Class # 1: Economic Rationale for Public Sector Roles and Interventions
Huynh The Du
* Market failures due to market power, asymmetric information, externality, public goods, equality, macro imbalances
* Correct market failures and mobilize resources for the public sector operation
* The changing role of government in transitional economies
Readings:
1. Joseph E. Stiglitz (2000), Chapter 1
2. Huynh The Du (2013), The role and the nature of the state
POLICY MEMO #1 (THE BIG DIG) DISTRIBUTED, DUE ON 2/4.
Class # 2: Public Choice
Huynh The Du
* Differences between collective actions and individual actions
* Government models
Readings:
1. Huynh The Du and Do Thien Anh Tuan (2014), "Public Investment and Problem of Lobster Budger", pg. 1-6.
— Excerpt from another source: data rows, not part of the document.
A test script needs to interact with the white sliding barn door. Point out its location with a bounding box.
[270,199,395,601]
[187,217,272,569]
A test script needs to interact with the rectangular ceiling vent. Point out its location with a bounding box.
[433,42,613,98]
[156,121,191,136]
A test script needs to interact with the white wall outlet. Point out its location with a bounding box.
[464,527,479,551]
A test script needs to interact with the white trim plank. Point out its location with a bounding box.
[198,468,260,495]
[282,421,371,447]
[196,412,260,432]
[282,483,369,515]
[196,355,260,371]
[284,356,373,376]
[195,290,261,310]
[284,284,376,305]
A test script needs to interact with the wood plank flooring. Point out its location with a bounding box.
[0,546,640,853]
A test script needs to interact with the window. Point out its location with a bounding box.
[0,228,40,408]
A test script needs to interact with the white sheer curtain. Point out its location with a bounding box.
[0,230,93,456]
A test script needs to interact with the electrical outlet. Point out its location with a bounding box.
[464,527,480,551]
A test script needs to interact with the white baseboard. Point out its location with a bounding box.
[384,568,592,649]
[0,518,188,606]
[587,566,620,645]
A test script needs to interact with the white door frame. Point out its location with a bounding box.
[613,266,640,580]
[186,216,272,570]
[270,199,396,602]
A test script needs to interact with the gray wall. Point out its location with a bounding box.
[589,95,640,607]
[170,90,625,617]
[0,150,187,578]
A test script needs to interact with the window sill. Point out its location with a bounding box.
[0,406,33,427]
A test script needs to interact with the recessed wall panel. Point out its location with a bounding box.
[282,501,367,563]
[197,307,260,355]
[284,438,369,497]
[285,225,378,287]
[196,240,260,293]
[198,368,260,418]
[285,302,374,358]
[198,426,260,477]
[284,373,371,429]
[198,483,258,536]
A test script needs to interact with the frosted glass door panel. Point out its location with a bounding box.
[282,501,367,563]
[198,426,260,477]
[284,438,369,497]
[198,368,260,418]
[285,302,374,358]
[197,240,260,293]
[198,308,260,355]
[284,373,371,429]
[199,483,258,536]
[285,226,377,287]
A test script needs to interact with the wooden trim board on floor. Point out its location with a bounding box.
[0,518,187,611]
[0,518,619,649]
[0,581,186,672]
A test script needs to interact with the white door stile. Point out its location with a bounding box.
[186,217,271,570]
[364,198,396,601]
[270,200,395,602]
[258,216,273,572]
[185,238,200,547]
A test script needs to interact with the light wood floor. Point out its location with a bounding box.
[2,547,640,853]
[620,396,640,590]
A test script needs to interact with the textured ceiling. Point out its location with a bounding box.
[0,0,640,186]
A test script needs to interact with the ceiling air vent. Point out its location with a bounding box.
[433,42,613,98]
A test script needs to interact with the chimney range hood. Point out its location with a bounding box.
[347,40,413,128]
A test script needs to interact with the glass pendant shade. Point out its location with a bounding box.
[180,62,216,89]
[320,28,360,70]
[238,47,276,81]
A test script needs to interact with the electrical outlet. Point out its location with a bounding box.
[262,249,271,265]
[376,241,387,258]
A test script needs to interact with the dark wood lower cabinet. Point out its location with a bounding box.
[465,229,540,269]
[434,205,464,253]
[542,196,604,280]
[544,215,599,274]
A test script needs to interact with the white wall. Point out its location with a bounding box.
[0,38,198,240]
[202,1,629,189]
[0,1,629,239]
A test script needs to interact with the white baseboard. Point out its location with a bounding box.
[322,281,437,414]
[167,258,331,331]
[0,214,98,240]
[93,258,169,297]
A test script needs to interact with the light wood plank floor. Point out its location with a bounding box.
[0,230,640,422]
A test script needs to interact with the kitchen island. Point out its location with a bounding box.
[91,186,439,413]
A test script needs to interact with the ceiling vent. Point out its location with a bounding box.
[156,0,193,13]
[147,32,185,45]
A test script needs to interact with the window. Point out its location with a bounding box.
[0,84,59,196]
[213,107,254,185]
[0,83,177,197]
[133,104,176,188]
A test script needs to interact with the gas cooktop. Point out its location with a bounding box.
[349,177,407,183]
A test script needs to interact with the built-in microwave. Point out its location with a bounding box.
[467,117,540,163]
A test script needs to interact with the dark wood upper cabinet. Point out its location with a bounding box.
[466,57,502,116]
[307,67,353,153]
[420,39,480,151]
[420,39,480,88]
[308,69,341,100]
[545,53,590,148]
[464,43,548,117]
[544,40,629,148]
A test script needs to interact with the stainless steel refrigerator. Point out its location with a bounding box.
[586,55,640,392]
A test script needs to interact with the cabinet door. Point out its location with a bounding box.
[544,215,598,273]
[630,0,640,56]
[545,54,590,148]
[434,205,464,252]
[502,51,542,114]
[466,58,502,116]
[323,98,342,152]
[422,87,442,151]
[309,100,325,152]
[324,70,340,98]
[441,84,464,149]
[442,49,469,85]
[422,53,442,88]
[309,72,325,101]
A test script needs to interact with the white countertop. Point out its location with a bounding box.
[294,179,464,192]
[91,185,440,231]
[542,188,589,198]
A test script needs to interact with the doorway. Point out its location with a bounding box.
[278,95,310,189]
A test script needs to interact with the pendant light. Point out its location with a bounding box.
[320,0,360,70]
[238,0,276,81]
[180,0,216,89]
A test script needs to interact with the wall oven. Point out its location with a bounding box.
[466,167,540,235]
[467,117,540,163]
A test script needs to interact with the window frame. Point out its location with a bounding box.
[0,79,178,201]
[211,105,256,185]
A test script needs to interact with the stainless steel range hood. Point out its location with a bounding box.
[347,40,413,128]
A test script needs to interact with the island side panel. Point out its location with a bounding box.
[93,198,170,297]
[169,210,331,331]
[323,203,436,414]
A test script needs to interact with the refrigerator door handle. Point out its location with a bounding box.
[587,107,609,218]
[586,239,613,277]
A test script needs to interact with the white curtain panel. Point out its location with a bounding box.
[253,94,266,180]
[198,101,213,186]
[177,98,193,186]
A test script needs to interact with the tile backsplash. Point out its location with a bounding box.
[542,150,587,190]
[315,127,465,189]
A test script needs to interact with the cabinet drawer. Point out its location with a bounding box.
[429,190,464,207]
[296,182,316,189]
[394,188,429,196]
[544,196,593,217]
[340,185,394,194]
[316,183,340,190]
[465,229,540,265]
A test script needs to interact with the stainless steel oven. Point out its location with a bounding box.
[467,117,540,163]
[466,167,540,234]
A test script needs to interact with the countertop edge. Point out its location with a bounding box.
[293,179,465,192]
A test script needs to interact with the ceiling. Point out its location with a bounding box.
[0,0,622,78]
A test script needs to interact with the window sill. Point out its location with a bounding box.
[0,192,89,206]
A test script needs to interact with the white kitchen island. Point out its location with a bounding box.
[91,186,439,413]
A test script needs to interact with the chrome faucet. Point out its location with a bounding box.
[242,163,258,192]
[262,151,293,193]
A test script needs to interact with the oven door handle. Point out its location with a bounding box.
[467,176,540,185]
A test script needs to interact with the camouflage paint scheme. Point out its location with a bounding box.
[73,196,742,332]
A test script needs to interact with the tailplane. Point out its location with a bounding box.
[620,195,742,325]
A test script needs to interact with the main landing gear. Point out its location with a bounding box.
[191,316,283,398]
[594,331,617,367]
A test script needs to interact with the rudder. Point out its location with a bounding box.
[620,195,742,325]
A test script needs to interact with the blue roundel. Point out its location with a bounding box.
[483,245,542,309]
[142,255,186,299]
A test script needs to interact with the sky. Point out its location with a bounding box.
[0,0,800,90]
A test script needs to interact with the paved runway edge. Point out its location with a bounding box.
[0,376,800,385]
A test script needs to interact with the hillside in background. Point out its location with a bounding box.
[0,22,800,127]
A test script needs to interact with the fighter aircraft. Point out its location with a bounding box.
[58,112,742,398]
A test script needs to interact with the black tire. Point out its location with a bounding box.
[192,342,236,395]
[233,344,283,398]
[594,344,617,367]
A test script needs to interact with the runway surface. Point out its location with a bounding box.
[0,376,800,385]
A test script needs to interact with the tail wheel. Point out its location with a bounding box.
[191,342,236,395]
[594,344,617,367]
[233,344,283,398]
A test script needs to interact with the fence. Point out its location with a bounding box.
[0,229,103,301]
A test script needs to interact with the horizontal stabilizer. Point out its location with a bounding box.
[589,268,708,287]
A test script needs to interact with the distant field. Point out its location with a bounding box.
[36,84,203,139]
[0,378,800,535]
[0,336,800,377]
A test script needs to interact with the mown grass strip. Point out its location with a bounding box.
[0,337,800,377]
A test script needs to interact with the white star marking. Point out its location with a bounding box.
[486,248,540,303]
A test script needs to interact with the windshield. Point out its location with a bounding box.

2. Joseph E. Stiglitz (2000), Chapter 7
3. Xuan Trung – Quang Thien (2005), Dumping coal, Excerpt in Nights before Doi Moi, Tuoi Tre Newspaper (distributed in class).
The course examines policy options, with their strategic trade-offs and operational implications, for the design and implementation of public sector roles and public interventions in an economy. The first part focuses on the public resource mobilization via three main sources including taxes, user charges and borrowing. The second part introduces the rationale for the public sector intervention, ways to correct market failures in a complete spectrum including: public sector production and provision, state-owned enterprises, private sector participation or public private partnership, and regulation. This part also analyses the political economy of the public sector, measurement of government intervention efficiency, the despair cycle: from the market failures to government failures and vice versa. The final part looks at the roles of different government levels and intergovernmental relations. The course emphasizes utilization of theoretical and applied techniques in a comparative context for evaluation of the impact of alternative resource mobilization and expenditure policies on efficient allocation, social equity, and economic stability.